As it turned out it’s actually not that hard to built one thus proxy-mirror came to be. Of course this is a very simplistic http sniffer – nowhere near to tools I mentioned above both in terms of features and reliability – but it works (at least in most scenariosWinking smile). It’s open source and I learned couple of new things about HTTP while implementing it – more on that in future posts. Here are some screen shoots of the the tool: 

As you might have guessed from screenshots proxy-mirror is a web application. Right now it’s not very easy to try it out – the instructions are in the Readme – I’ll try to fix it soon.

How it works

I wanted to run proxy-mirror on many platforms and rely on a foundation that has both great support for http and building web applications. I picked node.js over java or ruby mainly because I wanted to sharpen my skills in it.

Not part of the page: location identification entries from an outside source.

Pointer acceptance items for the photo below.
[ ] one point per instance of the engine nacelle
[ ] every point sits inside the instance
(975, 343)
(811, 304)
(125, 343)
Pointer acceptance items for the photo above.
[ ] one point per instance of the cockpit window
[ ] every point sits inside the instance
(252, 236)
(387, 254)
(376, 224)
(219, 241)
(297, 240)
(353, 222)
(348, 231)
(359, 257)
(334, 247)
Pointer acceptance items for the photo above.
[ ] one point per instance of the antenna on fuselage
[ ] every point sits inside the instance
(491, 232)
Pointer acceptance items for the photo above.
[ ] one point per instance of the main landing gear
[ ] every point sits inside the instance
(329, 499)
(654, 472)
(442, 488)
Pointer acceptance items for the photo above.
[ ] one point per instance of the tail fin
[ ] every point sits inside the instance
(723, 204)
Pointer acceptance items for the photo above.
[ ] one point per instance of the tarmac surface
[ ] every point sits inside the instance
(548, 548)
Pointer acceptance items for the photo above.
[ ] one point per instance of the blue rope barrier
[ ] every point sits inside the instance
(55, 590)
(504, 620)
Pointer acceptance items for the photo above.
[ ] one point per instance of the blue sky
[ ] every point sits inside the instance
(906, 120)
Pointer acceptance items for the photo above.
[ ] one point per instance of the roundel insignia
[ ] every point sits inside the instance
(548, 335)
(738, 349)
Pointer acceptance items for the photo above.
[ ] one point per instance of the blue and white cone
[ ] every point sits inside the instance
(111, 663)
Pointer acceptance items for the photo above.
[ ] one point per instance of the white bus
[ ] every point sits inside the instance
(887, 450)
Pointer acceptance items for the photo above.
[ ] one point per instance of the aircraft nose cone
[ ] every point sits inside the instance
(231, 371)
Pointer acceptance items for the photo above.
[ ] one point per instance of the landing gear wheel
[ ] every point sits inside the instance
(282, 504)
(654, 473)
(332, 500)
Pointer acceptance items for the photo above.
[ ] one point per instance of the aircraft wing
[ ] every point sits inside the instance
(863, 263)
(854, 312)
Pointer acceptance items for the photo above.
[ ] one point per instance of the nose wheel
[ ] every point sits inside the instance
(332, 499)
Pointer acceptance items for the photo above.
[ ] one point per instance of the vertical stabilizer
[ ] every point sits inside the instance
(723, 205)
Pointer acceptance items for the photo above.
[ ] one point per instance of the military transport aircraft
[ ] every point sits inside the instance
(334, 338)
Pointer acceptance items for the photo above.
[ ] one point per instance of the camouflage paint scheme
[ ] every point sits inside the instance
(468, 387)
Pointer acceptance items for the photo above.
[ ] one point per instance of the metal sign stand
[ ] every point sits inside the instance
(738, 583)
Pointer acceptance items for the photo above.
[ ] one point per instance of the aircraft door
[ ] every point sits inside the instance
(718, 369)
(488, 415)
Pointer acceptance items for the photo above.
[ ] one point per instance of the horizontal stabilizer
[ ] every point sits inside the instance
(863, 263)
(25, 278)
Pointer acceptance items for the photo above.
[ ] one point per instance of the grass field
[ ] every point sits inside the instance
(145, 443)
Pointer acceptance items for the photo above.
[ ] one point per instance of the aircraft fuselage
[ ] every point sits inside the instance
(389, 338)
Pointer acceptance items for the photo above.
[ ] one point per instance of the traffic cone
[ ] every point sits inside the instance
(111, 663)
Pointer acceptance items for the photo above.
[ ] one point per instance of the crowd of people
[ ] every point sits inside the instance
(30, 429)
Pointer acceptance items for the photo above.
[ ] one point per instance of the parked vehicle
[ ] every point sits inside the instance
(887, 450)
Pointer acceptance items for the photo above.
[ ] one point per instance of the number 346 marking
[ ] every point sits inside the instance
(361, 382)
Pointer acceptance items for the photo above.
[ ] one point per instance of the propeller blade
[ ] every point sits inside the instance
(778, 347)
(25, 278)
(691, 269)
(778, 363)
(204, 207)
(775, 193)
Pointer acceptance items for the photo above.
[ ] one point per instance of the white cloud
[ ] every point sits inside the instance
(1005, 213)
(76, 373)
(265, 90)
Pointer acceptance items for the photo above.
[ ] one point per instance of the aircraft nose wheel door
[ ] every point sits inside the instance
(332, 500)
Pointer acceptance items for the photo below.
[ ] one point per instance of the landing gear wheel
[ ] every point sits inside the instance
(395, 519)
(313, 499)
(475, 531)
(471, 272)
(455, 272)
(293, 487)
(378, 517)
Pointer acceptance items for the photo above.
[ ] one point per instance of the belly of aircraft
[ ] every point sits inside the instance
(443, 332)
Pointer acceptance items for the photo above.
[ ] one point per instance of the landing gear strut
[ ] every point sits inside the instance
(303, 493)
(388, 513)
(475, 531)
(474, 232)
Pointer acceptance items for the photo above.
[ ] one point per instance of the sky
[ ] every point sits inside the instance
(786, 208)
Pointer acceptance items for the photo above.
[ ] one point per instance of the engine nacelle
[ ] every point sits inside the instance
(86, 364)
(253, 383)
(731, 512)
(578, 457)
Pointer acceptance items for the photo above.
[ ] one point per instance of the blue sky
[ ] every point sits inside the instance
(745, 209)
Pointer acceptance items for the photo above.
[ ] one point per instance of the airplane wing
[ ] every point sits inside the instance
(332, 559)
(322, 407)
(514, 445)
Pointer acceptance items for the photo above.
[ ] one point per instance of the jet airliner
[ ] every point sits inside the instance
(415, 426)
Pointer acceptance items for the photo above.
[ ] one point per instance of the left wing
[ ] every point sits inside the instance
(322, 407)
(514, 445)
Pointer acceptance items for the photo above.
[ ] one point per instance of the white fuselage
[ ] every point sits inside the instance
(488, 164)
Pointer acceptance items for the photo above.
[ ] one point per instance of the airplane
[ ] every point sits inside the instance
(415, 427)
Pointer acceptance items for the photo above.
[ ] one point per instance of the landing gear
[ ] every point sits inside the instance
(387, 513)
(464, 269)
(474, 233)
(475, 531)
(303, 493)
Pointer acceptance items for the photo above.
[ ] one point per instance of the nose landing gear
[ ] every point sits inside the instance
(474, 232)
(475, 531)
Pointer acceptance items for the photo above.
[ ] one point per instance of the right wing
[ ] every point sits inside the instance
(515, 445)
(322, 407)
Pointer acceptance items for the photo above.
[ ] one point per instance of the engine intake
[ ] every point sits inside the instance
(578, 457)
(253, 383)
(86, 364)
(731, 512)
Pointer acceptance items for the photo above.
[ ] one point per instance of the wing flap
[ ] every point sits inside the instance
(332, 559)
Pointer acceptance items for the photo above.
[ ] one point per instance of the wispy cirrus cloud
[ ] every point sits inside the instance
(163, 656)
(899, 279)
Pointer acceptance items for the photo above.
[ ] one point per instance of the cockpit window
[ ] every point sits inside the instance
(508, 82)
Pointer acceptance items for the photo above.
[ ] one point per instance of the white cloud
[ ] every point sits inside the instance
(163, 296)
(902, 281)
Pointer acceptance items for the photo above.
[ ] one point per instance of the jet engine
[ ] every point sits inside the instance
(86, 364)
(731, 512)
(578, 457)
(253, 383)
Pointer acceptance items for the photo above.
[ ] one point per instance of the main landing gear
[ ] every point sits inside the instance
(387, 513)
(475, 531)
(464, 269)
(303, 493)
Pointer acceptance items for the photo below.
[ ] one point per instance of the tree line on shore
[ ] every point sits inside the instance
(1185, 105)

You can think of proxy-mirror as 2 logical components. The first is a regular http proxy that you can use by configuring your browser or system. I didn’t want to focus on building that first so I utilized a great node module call http-proxy. With it’s helped you can have a system wide proxy in couple of minutes. The http proxy component emits events whenever a request or response goes through it. Those events are consumed by the second logical component – a web application built with express.js. The information about http traffic received from events is then pushed to browser part through socket.io where a simple SPA built with my beloved AngularJS displays information about them.

Features

Right now proxy-mirror has only couple of features:

  • http and https support – although the latter one requires additional setup
  • simple session list – a grid with list of request/response pairs that you can inspect
  • a detailed view – both for request and response that can display headers, message body and a preview right in the browser

Although it still is a very simple (and buggy) application I actually found that it has most of features I frequently use – probably except for filtering. Maybe someday it will become a reasonable alternative for Charles - at least for me.

I think building an http sniffer is a great exercise in the process of learning how http(s) works. I guess the famous saying about journey being more more important than the destination fits nice here.